ValueError – If chunks or pyramid_factors are not valid for six axes.

clearex.io.experiment.create_dask_client(*, scheduler_address=None, n_workers=None, threads_per_worker=1, processes=False, memory_limit='auto', local_directory=None, dashboard_address=':0', gpu_enabled=False, gpu_device_ids=None)

Create Dask distributed client (local default, cluster optional).

Parameters:
  • scheduler_address (str, optional) – Existing Dask scheduler address for multi-node operation.

  • n_workers (int, optional) – Number of local workers when using local mode.

  • threads_per_worker (int, default=1) – Threads per worker for local mode.

  • processes (bool, default=False) – Whether local workers should be process-based. I/O-dominant workloads typically perform better with thread-based workers.

  • memory_limit (str or float, default="auto") – Memory limit per worker for local mode.

  • local_directory (str or pathlib.Path, optional) – Worker local directory for spills/temp files.

  • dashboard_address (str, optional, default=":0") – Dashboard bind address for local mode. ":0" requests an available ephemeral port to avoid collisions when multiple local clusters run.

  • gpu_enabled (bool, default=False) – Whether to launch a GPU-pinned local cluster with one worker process per assigned CUDA device.

  • gpu_device_ids (sequence of int or str, optional) – Explicit CUDA device identifiers (for example [0, 1, 2, 3]).
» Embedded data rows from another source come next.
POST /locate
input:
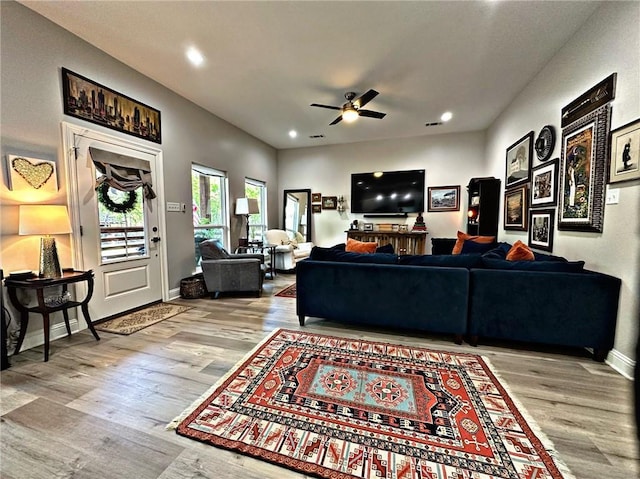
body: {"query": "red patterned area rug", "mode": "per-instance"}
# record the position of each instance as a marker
(288, 292)
(345, 408)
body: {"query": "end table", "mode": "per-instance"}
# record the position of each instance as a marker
(38, 285)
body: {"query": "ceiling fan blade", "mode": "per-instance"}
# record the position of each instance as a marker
(371, 114)
(366, 98)
(327, 106)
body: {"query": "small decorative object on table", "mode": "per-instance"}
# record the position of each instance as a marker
(419, 225)
(193, 287)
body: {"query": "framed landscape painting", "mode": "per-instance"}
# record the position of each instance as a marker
(444, 198)
(582, 177)
(624, 160)
(544, 184)
(541, 223)
(91, 101)
(518, 161)
(515, 209)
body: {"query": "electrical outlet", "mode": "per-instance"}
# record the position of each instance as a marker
(613, 196)
(173, 206)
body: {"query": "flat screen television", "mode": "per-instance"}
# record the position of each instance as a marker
(387, 192)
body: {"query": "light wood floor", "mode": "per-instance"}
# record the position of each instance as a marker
(99, 409)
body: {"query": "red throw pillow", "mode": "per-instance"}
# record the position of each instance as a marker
(462, 237)
(356, 246)
(520, 252)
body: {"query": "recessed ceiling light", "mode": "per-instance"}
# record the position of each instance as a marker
(195, 57)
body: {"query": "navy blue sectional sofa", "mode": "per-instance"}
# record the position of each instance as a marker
(549, 300)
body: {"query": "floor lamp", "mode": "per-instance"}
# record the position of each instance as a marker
(247, 207)
(45, 220)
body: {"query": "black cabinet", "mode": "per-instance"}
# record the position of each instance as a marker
(483, 206)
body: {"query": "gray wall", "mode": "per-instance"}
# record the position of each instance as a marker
(609, 42)
(33, 52)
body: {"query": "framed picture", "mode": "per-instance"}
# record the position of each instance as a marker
(32, 173)
(624, 160)
(544, 184)
(541, 224)
(595, 97)
(444, 198)
(582, 172)
(91, 101)
(518, 161)
(515, 208)
(329, 202)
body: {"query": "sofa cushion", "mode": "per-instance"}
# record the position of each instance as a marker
(520, 252)
(388, 248)
(213, 249)
(499, 251)
(462, 237)
(356, 246)
(449, 261)
(471, 247)
(330, 254)
(547, 266)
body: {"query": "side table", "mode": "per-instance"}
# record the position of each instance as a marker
(39, 284)
(272, 256)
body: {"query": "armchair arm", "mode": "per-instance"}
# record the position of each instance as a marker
(237, 256)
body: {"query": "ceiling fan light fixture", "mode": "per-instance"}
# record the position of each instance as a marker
(349, 115)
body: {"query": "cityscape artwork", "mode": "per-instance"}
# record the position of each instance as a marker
(91, 101)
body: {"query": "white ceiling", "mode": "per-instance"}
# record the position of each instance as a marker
(267, 61)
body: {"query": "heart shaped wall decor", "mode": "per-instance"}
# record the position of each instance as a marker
(34, 174)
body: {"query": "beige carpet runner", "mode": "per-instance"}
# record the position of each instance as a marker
(132, 322)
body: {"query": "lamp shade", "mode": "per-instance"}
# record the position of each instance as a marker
(44, 220)
(247, 206)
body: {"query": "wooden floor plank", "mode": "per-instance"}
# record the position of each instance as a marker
(115, 397)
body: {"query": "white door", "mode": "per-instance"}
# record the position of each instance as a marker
(123, 249)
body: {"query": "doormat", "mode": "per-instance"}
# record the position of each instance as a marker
(288, 292)
(132, 322)
(345, 408)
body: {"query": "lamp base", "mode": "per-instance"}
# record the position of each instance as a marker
(49, 262)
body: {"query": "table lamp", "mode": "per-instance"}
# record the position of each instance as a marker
(246, 207)
(45, 220)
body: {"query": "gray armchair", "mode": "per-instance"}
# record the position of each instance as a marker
(224, 272)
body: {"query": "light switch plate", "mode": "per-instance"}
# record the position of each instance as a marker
(173, 206)
(613, 196)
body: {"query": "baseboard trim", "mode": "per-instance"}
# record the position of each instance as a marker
(58, 330)
(621, 363)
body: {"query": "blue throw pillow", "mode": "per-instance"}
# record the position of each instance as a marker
(545, 266)
(388, 248)
(447, 261)
(471, 247)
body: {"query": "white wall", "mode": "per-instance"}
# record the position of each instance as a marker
(609, 42)
(447, 160)
(33, 52)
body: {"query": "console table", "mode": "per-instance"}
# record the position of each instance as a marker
(38, 285)
(412, 242)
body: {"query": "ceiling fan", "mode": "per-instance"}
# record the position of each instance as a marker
(353, 108)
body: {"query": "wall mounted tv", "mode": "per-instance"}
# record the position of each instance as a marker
(388, 192)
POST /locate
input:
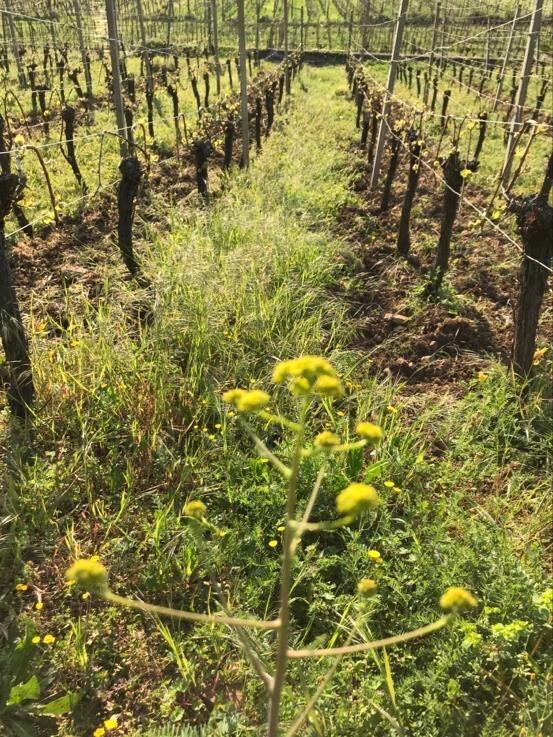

When omitted and gpu_enabled is true, devices are auto-detected from nvidia-smi.

Returns:

Connected Dask client.

Return type:

dask.distributed.Client

Raises:

ImportError – If dask.distributed is not available.

clearex.io.experiment.write_zyx_block(zarr_path, block, *, t_index, p_index, c_index, compute=True)

Write one non-overlapping (z, y, x) block into 6D analysis store.

Parameters:
  • zarr_path (str or pathlib.Path) – Analysis Zarr store path.

  • block (numpy.ndarray or dask.array.Array) – (z, y, x) volume to write.

  • t_index (int) – Time index.

  • p_index (int) – Position index.

  • c_index (int) – Channel index.

  • compute (bool, default=True) – If block is Dask, whether to execute the write immediately.

Returns:

None for NumPy writes. For Dask writes, returns a delayed object when compute=False.

Return type:

Any

Raises:
  • ValueError – If block is not 3D.

  • TypeError – If block type is unsupported.